The team at Spiteful Puppet have done a splendid job in creating a credible atmosphere for the Middle East and its 1960s setting. And yet, by introducing Simone as a much stronger female character combined with a story that involves Russian interference in Middle Eastern politics and overseas assassinations, one cannot fail to appreciate the contemporary edge to proceedings.

The supporting cast is a terrific ensemble of British television favourites from the 1980s, including Terry Molloy (Doctor Who’s Davros) as Love’s nemesis Dr Simmias, and from Robin of Sherwood (which has also been revived by Spiteful Puppet) Nickolas Grace and Clive Mantle. Michael Brandon makes a welcome appearance as Parkington, but is given less to do here than his literary counterpart. Terence Stamp also appears as the deliciously cynical C, head of MI6.

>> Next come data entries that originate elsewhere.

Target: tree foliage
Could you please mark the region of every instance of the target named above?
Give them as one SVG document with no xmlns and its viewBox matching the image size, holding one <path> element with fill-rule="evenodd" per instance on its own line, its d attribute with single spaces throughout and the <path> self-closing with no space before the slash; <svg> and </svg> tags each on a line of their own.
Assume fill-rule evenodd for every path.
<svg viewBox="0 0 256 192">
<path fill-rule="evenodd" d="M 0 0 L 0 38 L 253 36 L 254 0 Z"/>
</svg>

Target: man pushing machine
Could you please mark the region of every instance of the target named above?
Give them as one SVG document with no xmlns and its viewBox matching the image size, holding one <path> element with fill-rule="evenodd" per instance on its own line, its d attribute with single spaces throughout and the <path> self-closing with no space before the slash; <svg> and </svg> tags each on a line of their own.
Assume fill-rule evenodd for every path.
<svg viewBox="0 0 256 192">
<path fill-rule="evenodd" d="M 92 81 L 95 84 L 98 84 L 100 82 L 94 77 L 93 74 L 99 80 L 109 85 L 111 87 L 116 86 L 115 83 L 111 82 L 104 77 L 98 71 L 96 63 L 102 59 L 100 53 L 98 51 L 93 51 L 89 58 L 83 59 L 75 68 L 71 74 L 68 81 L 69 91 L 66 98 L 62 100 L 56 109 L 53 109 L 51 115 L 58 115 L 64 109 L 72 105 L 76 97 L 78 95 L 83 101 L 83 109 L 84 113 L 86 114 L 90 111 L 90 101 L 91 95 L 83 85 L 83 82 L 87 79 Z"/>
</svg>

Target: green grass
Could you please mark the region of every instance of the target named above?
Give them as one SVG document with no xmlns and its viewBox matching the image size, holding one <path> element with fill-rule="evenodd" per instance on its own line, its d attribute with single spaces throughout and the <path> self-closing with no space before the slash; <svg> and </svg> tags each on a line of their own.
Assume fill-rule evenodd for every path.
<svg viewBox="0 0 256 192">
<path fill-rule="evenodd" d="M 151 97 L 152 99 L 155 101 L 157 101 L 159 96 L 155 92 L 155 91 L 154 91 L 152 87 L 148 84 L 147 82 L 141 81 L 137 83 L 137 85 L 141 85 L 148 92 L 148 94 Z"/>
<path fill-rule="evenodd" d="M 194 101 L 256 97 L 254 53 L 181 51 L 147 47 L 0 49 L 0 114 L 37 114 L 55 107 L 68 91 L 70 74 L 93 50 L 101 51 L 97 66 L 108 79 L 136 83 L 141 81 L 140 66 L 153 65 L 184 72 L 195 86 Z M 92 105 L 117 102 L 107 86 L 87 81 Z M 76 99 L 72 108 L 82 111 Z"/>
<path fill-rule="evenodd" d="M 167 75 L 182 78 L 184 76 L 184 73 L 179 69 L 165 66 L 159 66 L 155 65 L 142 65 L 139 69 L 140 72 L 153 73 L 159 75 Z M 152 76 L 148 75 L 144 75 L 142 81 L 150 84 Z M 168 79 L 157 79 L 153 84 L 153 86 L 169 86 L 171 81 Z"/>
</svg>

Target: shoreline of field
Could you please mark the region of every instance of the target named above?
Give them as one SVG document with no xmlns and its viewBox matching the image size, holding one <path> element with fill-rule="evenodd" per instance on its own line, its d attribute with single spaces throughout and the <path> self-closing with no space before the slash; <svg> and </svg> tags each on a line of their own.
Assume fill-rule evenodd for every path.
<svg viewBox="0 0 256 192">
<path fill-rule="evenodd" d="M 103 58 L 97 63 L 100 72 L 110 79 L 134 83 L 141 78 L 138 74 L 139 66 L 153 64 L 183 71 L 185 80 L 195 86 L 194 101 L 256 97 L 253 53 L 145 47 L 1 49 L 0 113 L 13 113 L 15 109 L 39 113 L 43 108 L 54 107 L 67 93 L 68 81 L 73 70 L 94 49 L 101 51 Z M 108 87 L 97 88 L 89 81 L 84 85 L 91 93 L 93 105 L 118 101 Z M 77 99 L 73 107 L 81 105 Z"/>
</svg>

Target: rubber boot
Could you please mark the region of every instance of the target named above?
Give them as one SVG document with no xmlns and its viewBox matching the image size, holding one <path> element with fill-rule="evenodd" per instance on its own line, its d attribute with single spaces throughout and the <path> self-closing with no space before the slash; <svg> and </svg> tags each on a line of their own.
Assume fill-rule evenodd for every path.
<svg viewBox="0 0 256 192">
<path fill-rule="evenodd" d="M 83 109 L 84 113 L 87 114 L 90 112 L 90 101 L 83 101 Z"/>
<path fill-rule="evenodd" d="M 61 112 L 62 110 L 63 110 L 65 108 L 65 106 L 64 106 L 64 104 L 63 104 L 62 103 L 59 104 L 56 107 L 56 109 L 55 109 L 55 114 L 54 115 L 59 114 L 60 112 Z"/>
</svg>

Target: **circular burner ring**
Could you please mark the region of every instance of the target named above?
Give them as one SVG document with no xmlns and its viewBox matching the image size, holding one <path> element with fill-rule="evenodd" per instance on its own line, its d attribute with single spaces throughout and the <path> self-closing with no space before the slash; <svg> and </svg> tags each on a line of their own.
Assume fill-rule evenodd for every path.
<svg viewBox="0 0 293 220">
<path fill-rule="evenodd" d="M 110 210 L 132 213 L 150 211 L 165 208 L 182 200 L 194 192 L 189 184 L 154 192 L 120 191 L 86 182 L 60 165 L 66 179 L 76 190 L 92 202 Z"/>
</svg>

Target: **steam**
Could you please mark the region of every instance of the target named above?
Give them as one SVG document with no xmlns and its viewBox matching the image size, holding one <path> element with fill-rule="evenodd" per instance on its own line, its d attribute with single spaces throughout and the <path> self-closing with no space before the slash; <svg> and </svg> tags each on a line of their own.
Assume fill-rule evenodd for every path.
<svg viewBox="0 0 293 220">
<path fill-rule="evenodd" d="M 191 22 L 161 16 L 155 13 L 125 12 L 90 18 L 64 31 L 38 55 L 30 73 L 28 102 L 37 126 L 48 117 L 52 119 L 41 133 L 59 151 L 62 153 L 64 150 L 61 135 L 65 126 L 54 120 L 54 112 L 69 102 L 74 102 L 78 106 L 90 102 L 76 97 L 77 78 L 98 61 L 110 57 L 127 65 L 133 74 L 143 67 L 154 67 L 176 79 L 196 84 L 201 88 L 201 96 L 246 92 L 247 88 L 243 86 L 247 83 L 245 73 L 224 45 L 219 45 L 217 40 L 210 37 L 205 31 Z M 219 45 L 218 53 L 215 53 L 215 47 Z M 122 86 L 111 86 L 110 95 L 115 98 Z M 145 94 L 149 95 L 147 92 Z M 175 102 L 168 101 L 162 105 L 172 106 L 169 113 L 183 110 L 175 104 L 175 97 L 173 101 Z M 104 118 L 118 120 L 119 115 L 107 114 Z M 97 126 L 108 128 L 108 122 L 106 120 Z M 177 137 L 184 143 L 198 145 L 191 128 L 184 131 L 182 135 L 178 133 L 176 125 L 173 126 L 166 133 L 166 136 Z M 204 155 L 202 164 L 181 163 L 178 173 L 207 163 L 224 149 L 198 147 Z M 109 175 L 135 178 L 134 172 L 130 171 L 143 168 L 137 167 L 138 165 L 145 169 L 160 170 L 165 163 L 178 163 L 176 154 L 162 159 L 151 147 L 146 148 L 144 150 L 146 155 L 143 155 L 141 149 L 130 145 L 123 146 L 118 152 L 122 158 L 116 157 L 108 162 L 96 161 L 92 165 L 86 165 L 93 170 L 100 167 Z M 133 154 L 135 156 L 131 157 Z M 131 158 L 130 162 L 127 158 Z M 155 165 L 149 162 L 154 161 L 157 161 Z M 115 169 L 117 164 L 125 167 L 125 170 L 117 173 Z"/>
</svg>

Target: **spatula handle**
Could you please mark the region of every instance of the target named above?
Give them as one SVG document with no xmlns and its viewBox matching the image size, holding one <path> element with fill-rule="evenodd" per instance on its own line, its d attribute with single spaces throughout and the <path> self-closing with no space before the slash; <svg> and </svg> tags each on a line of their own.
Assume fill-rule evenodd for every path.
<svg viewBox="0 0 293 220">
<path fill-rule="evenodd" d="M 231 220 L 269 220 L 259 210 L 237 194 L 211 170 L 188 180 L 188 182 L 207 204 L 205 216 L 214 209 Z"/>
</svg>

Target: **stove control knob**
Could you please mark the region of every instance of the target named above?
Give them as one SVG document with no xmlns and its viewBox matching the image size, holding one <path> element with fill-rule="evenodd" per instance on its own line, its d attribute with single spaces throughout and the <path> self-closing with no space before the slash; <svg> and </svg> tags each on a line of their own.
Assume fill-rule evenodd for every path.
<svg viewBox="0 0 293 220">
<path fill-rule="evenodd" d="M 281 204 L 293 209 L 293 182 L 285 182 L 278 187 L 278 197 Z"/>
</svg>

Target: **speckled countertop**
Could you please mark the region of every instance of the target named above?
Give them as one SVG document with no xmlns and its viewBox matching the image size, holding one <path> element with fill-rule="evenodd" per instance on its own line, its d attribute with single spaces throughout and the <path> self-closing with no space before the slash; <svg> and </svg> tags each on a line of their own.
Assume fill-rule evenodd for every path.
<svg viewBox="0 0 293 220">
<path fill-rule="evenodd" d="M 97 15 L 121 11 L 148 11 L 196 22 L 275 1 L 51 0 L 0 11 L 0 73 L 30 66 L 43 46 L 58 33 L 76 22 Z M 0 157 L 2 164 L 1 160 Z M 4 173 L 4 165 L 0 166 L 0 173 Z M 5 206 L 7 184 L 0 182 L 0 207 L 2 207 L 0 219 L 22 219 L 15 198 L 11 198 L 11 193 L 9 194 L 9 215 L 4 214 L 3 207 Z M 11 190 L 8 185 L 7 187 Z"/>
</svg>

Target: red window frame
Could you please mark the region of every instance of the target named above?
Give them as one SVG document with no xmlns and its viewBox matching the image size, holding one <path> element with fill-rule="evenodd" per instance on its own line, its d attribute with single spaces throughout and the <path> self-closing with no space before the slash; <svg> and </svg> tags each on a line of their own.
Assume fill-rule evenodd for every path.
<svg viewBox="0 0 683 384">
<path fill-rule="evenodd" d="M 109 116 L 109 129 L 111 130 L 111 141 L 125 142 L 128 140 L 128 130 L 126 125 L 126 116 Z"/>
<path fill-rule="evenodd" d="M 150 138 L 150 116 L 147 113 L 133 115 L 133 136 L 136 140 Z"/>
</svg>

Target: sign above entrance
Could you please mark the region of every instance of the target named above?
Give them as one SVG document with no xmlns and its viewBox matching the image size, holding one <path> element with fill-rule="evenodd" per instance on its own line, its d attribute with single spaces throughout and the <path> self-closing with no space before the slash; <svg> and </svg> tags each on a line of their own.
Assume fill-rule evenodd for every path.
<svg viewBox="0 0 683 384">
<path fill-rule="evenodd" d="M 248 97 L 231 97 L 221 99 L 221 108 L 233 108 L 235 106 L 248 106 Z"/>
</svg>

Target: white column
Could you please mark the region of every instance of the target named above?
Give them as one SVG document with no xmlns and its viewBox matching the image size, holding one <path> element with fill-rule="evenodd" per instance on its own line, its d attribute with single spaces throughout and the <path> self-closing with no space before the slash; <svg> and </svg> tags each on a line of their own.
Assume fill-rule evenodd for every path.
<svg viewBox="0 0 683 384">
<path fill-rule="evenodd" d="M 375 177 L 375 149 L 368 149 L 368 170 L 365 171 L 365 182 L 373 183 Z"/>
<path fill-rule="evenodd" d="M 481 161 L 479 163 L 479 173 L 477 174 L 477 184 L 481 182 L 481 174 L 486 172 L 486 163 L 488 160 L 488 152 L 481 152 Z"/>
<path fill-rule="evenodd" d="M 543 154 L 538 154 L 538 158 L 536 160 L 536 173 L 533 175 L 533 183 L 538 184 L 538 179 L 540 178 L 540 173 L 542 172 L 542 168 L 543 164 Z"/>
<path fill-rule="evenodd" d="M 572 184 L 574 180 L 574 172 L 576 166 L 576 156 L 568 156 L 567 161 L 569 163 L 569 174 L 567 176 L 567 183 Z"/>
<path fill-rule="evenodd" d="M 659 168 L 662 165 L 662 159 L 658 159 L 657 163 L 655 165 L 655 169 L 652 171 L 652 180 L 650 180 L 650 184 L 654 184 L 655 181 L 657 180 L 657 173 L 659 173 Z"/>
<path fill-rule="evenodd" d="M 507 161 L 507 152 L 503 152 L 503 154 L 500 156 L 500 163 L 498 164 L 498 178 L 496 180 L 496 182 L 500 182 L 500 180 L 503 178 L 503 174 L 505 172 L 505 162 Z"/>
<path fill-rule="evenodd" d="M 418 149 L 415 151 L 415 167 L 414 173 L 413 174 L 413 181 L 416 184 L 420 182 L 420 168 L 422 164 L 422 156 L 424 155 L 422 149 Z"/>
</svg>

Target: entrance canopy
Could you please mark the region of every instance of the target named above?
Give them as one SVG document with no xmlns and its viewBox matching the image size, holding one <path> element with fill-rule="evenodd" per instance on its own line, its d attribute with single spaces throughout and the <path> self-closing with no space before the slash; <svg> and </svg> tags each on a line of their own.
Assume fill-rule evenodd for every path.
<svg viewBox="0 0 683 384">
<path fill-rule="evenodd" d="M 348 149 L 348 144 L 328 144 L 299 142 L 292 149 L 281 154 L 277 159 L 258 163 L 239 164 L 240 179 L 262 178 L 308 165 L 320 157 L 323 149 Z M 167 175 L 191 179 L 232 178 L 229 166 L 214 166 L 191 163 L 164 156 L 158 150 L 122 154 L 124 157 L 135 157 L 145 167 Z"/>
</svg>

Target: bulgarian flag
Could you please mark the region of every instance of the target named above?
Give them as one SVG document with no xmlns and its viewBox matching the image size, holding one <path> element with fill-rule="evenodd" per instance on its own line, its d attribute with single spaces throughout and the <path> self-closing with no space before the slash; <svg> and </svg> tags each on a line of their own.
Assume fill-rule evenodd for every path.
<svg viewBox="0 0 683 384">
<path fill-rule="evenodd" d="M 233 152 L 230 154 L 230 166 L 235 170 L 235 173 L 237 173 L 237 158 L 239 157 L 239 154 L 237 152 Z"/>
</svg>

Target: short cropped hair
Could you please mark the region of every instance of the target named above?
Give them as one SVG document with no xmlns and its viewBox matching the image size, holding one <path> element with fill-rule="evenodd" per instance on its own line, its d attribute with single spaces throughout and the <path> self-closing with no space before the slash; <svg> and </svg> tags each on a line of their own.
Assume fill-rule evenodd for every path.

George Lazenby is an inspired choice to play Love. As a practitioner of judo as well as medicine, it’s not difficult to imagine Lazenby fighting, one’s mind’s eye filled with images of him in The Man From Hong Kong or James Bond. George Lazenby’s vocal performance is also nothing short of superb. He captures beautifully the confident attitude of Leasor’s creation combined with a little bit of his own Aussie swagger. In short, George Lazenby IS Jason Love – I just hope this won’t be a one-off!